Resource Allocation in Mobile Networks: A Decision Model Of Jockeying in Queues
Anthony Kiggundu, Bin Han, Dennis Krummacker, Hans D. Schotten
TL;DR
The paper tackles decentralized resource allocation for multi-tenant network slicing in next-generation networks by modeling impatient tenants' jockeying between queues as a behavioral decision process. It develops a two-queue $M/M/C$ system with join-the-shorter-queue admissions, a Bayes-based mechanism for arrival probabilities, and Monte Carlo simulations to study jockeying frequency. A key theoretical result is the derived expected jockeying frequency $E[\xi] = d\,\mu_j/(\mu_i+\mu_j)$, validated through simulations and used to illuminate how waiting-time differences and service-rate heterogeneity drive switching behavior.

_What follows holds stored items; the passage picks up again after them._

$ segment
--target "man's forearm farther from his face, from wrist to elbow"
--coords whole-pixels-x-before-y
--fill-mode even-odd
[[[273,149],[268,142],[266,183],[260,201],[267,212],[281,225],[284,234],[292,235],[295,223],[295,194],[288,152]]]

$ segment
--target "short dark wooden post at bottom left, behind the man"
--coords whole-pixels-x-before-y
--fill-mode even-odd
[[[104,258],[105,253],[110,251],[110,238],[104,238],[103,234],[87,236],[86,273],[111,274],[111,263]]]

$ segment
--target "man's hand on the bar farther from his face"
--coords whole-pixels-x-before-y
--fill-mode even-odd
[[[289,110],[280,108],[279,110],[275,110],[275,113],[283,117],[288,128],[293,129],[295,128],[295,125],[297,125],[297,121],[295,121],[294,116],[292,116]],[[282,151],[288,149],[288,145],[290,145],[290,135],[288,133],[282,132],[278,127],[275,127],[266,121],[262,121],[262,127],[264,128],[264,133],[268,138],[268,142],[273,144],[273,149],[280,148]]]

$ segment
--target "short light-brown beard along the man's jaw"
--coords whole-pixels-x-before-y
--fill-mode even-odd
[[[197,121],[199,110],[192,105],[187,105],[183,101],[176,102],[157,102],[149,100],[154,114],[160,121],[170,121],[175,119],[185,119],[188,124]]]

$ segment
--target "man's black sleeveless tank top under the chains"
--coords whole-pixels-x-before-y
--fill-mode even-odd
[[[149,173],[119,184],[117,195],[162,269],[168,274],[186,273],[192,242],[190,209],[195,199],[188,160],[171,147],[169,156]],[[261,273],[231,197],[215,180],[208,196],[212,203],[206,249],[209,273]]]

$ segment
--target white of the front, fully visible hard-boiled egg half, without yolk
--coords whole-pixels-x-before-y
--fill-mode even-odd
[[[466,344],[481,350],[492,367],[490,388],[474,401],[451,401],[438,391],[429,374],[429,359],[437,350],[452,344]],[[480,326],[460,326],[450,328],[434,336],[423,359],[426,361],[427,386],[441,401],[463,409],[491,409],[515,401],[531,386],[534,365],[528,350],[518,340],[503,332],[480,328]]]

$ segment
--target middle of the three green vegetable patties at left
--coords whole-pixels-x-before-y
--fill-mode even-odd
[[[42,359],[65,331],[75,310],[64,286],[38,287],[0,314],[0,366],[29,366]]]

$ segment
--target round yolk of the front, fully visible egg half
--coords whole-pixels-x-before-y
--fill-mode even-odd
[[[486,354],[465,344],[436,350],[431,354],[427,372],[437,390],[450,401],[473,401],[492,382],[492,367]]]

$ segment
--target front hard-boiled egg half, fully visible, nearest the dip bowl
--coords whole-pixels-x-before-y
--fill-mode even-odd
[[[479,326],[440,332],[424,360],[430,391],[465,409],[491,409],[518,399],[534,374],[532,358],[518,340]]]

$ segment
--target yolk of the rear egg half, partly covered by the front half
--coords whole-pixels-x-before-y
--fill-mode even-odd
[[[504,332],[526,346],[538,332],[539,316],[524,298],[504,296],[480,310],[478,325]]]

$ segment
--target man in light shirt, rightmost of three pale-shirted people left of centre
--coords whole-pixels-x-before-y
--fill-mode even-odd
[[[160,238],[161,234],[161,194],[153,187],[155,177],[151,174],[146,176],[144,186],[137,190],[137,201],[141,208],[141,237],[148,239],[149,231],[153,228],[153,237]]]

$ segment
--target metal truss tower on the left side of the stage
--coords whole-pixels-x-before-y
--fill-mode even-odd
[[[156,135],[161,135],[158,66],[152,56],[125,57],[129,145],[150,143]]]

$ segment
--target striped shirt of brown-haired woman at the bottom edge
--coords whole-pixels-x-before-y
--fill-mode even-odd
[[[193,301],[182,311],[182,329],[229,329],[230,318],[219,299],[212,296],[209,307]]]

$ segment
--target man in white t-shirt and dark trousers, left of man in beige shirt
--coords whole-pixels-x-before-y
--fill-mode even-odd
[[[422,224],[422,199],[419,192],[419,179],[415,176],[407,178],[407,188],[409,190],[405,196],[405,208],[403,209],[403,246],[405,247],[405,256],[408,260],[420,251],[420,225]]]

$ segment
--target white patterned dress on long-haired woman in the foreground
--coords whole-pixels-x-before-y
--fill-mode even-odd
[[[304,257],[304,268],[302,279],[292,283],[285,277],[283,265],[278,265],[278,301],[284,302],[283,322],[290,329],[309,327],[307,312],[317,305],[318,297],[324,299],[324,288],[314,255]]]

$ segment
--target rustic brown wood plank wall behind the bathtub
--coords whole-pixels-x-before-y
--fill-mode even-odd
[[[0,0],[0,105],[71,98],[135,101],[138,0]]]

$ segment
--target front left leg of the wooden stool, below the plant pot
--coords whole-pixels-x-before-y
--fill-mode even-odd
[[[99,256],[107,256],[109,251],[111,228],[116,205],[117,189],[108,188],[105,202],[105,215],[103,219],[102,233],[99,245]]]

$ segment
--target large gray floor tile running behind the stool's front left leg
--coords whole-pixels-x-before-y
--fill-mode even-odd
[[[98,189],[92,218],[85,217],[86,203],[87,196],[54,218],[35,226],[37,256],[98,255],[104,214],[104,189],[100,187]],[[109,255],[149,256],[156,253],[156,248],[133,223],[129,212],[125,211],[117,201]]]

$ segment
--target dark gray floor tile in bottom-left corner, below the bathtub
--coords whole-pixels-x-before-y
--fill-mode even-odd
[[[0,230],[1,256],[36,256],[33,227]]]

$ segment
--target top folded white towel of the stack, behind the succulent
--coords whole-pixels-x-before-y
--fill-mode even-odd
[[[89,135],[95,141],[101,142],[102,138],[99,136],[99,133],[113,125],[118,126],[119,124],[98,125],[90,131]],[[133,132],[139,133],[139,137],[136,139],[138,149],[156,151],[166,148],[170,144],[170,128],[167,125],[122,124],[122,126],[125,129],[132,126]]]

The work contributes a decentralized perspective on queue management in network slices, accompanied by an open-source toolkit for simulating behavioral queuing in MEC/6G contexts, with implications for designing slice-aware resource sharing. Overall, it provides actionable insights into when jockeying reduces individual delays and how to balance local gains against system-wide performance in decentralized mobile networks.
Abstract
Use-case-specific network slicing in decentralized multi-tenancy cloud environments is a promising approach to bridge the gap between the demand and supply of resources in next-generation communication networks. Our findings associate different slice profiles to queues in a multi-server setting, such that tenants continuously assess their preferences and make rational decisions to minimize the queuing delay. Deviated from classical approaches that statistically model the jockeying phenomena in queuing systems, our work pioneers to setup a behavioral model of jockeying impatient tenants. This will serve as a basis for decentralized management of multi-queue systems, where the decision to jockey is individually made by each tenant upon its up-to-date assessment of expected waiting time. Additionally, we carry out numerical simulations to empirically unravel the parametric dependencies of the tenants' jockeying behavior.